Conversely, he paints with ease, almost free of any plastic creation, leaving a
few white spots between brushworks, as if leaping on the pictorial surfaces.
This makes us think that he seldom redoes or retraces what he does, but enjoys
finishing at a time, reserving that direct and simple state.
It is not easy
for a mature painter. To some degree, we are all academically trained to think
that the brushwork serves plastic creation. The more skillful the brushwork is,
the more it influences plastic work. Therefore, the brushwork loses its
liberty. Maybe Wang Wensheng has never completely lived up to the academic
expectations and therefore fortunately retains some independence. The thing
being a shortcoming has thus turned out to be merit. Whenever the brushwork
does not serve images, it is always the artist’s individuality and feelings
that are kept on the brushwork. This is what we call the sense of hand, which
does not have any rules, wholly depending on the sensations of the artist.
The way Wang
Wensheng uses his paintbrush, just as he does his colors, is simple and
forthright, with his skill and inner mind achieving an ideal agreement.
With his unique
style, Wang Wensheng will not be concerned about any subject matter or theme.

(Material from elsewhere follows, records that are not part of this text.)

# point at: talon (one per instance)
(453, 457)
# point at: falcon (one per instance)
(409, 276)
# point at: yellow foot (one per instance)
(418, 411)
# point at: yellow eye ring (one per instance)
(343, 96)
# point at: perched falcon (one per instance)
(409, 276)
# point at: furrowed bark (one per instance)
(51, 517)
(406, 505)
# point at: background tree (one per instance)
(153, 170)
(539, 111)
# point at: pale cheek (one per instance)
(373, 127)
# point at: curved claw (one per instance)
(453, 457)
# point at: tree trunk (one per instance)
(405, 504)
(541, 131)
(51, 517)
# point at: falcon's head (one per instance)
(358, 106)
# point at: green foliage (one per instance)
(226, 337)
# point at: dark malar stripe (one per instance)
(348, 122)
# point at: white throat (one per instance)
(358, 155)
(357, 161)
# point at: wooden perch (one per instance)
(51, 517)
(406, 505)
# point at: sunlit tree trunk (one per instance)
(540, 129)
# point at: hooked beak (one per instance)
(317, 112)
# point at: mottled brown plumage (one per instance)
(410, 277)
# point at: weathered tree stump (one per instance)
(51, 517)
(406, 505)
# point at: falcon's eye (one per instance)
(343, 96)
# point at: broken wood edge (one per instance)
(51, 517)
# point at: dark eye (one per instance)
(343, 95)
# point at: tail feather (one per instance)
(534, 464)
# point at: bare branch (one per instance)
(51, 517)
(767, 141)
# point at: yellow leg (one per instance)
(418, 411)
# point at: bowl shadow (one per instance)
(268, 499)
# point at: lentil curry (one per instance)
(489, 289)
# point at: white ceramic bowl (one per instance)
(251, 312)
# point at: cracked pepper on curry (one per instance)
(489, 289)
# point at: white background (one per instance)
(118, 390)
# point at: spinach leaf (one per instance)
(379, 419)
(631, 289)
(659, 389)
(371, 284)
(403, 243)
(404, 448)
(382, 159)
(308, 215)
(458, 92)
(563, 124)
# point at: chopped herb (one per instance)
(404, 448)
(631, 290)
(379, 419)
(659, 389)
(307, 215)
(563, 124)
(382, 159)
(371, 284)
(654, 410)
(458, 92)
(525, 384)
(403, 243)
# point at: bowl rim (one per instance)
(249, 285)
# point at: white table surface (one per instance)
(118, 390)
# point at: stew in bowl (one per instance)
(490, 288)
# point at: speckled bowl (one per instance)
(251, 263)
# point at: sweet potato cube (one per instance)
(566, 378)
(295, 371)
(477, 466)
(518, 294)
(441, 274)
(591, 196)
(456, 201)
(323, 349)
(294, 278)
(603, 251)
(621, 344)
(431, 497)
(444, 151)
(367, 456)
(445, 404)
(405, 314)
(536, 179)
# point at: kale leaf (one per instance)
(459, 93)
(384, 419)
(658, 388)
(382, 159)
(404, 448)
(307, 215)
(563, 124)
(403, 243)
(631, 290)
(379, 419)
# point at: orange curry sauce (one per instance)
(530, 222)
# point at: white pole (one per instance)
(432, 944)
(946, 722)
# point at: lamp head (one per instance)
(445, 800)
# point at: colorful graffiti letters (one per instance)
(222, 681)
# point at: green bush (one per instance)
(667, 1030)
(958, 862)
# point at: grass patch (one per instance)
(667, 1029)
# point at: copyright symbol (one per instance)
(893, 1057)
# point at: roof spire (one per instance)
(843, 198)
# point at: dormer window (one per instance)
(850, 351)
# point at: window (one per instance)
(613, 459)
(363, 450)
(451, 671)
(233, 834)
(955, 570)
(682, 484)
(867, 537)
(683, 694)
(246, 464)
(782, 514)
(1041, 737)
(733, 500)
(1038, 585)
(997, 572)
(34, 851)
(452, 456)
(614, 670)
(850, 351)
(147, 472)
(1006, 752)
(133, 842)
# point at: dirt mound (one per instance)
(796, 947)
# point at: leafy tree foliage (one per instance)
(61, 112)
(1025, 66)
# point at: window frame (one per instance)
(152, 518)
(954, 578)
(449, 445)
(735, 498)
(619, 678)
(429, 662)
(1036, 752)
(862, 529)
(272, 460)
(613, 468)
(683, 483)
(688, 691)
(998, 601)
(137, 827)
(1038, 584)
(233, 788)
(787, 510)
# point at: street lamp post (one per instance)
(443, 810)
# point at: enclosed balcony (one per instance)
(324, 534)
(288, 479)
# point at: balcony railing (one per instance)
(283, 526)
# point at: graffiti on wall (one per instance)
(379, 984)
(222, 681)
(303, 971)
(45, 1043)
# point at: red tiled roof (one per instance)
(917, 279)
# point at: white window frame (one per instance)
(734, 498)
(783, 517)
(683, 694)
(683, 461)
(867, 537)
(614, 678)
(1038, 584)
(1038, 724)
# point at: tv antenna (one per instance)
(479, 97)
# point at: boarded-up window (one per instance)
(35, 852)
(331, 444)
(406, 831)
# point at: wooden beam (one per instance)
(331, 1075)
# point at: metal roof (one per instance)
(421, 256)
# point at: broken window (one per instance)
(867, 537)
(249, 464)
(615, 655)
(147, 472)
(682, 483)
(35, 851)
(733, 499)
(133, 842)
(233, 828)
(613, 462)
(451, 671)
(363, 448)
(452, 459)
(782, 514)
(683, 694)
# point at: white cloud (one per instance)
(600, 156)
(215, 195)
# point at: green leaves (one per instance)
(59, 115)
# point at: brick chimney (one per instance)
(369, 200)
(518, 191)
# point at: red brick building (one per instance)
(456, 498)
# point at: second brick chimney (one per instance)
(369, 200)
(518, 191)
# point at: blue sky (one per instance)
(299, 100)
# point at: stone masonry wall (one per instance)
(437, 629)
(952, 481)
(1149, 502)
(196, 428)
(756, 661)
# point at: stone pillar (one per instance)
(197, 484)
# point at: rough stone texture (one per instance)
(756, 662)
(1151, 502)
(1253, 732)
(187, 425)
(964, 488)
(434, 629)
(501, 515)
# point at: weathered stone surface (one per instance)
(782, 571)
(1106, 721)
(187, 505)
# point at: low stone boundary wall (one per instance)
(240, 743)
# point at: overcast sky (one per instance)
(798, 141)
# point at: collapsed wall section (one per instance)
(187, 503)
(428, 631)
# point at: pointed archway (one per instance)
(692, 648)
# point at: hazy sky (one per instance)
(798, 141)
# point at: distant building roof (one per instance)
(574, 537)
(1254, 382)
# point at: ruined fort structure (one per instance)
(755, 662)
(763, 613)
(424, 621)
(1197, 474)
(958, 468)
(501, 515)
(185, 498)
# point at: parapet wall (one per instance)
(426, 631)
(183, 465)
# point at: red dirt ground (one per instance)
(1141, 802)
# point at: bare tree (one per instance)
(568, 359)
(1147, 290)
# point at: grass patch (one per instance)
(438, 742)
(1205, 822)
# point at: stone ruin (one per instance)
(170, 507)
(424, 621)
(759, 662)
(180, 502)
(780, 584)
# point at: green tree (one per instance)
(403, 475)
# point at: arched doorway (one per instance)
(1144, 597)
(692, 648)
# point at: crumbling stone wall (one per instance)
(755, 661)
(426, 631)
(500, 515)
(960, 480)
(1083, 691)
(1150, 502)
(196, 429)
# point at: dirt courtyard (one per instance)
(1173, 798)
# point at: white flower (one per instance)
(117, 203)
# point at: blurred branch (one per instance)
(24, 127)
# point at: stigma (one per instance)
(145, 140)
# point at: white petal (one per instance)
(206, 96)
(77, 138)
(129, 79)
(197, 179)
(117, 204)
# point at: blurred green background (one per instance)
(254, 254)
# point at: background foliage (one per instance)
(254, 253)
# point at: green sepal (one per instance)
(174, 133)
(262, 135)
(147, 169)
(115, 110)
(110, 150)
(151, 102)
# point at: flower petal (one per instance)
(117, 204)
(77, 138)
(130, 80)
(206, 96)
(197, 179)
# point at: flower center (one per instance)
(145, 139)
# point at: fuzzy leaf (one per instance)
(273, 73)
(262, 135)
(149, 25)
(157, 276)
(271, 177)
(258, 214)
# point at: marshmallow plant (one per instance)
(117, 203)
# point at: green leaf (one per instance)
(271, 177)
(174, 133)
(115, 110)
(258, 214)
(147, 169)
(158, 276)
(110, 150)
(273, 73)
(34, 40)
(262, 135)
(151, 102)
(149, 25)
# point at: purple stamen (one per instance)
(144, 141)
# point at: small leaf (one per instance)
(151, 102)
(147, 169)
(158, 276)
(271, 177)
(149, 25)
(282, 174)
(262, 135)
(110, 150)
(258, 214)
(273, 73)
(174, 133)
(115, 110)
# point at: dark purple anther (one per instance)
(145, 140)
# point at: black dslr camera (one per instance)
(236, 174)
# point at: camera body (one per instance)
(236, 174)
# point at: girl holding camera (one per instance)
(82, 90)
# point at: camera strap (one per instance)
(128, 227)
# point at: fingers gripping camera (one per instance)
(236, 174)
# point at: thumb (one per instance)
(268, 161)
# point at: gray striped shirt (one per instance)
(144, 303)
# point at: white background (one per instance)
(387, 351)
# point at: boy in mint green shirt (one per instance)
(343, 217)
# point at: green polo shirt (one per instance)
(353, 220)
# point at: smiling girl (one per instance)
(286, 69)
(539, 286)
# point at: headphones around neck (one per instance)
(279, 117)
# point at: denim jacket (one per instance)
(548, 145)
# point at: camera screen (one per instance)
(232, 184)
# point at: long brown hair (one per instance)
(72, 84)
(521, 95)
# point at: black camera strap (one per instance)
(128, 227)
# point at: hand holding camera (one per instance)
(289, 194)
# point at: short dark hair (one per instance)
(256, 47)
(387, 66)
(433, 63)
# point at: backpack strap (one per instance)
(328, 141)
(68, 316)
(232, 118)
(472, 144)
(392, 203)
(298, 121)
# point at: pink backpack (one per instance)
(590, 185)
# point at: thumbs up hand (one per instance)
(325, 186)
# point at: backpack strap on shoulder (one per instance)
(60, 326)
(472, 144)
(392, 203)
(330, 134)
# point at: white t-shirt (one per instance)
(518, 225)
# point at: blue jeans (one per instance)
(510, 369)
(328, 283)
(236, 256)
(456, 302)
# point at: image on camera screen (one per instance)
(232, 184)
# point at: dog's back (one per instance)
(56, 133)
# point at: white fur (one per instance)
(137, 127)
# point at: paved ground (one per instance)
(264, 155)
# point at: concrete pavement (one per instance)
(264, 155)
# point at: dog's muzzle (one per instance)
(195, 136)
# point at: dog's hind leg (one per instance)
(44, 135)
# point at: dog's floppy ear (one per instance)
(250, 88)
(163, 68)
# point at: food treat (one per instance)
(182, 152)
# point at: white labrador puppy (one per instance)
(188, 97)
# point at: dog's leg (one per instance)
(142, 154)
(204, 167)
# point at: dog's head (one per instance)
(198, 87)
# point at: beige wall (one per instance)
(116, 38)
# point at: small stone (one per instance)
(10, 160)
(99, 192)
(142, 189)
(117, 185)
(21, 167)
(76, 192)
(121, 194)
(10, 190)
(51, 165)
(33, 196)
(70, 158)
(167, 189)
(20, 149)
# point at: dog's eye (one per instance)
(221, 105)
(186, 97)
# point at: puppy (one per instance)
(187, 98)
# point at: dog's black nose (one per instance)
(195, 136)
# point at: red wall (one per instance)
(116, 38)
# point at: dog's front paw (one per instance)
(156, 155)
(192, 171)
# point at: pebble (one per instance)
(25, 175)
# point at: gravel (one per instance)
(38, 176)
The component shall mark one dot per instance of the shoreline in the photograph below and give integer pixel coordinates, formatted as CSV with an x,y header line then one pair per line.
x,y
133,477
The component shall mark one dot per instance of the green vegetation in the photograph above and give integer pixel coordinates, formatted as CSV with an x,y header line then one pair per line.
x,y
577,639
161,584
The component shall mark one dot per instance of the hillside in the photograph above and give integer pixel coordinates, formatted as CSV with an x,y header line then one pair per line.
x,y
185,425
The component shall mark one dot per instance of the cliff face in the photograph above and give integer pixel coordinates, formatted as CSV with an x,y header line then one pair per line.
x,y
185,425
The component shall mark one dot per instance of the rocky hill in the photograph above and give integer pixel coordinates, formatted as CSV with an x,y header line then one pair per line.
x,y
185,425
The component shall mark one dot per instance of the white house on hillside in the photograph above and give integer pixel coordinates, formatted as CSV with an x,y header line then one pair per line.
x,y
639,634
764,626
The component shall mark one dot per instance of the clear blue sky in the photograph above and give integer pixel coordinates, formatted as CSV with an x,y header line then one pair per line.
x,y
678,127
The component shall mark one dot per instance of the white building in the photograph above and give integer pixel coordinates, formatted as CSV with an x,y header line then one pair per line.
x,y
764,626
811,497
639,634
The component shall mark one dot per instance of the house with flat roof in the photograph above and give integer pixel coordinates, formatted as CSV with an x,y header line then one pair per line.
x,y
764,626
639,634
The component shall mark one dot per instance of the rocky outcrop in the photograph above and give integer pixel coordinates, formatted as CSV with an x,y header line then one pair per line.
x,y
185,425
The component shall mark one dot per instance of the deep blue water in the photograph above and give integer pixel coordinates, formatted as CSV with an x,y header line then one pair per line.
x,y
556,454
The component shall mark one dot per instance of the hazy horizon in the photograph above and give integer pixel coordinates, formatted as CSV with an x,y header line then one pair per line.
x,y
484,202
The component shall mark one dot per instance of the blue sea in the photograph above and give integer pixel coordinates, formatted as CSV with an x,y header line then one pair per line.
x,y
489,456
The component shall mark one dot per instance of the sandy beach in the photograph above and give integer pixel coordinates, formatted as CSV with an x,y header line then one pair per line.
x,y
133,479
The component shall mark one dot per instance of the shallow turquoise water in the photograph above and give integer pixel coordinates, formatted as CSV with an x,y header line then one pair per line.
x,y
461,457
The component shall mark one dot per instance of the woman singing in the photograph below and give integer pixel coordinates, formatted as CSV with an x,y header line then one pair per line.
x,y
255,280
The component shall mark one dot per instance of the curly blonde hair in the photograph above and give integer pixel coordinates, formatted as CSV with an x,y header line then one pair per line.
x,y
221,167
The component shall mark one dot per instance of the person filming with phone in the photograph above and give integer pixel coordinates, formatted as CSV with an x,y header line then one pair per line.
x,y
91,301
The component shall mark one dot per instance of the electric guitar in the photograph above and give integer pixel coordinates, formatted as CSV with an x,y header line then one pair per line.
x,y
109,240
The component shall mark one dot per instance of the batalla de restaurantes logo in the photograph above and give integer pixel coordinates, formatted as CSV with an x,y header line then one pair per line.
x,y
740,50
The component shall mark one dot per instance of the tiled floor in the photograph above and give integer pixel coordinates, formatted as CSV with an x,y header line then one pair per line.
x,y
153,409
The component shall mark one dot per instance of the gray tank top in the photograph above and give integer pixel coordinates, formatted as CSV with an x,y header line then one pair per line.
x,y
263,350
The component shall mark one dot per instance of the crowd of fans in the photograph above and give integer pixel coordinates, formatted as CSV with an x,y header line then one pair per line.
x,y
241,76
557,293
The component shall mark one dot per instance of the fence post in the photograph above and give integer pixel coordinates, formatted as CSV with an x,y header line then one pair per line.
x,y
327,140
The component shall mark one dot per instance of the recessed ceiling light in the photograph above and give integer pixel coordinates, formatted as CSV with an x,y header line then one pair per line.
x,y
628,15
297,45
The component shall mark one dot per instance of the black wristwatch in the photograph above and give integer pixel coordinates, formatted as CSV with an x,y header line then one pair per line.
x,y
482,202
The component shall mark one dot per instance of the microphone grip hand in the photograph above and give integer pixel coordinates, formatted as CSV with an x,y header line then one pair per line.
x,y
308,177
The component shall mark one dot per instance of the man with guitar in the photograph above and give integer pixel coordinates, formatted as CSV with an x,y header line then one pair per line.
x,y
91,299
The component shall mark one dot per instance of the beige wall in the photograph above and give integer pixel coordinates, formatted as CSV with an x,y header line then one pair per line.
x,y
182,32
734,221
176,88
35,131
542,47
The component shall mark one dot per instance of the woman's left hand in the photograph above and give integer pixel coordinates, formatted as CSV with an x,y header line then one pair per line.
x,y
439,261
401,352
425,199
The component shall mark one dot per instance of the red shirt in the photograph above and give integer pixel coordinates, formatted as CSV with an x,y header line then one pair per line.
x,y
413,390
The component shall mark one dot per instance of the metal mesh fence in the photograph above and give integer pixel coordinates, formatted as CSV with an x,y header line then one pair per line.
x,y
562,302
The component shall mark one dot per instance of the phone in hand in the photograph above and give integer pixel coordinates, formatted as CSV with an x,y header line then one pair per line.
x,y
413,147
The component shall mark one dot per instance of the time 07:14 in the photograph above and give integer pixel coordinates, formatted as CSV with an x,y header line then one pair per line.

Like an Impressionist painter, he will in his own way depict his perceptions of
this world, that is to say, the objects depicted are the media of his
perception. A meaningful subject matter and an ordinary thing are all the same
to him. What he needs is sunshine, color, and the way to depict his perception
via these mediums.
The subject
matter is actually in his subconscious, while in his realistic experiences, he paints
whatever he sees, like the sand beach and people there; when he sees the light
reflected on the waves, he paints people swimming. Likewise, he paints in
elegant color the warmth inside the house when it is bathed in the warm
sunlight. Indeed they are quite common things, a visual record of quite
ordinary lives.
In fact, it is
of great importance to art. The individual in life brings his life experiences
into art; and art expression is based on the individual experiences. The artist
thus allows us to perceive the real existence of life. Coming into the world of
his paintings is just as if one comes into his or her own life.
In late
nineteenth century, Nabis artists in France created a spiritual harbor in an
environment of anxiety near the end of the century. That is a pastoral that no
longer exists, while the shadow of industrialization is looming up. Wang
Wensheng’s paintings are a return to human nature and primitivism in times of
materialism and imagination.
He may not
yearn for that era at all times, instead, he just exists very naturally. This existence
as the echo of the pastoral has called us to return to nature, a nature which
is no longer nature in its real sense, but a spiritual nature.
The paintings
themselves by Wang Wensheng are indeed a kind of spiritual nature. It does not
refer to how profound our thinking is, but to our natural instinct, soul and
feelings, which are shown in his paintings. Yet it is also what we lose day by day today.
December 1, 2006
Yi Ying is
Professor of Art History in Central Academy of Fine Arts, Beijing and
Chief-in-editor of World Art Journal.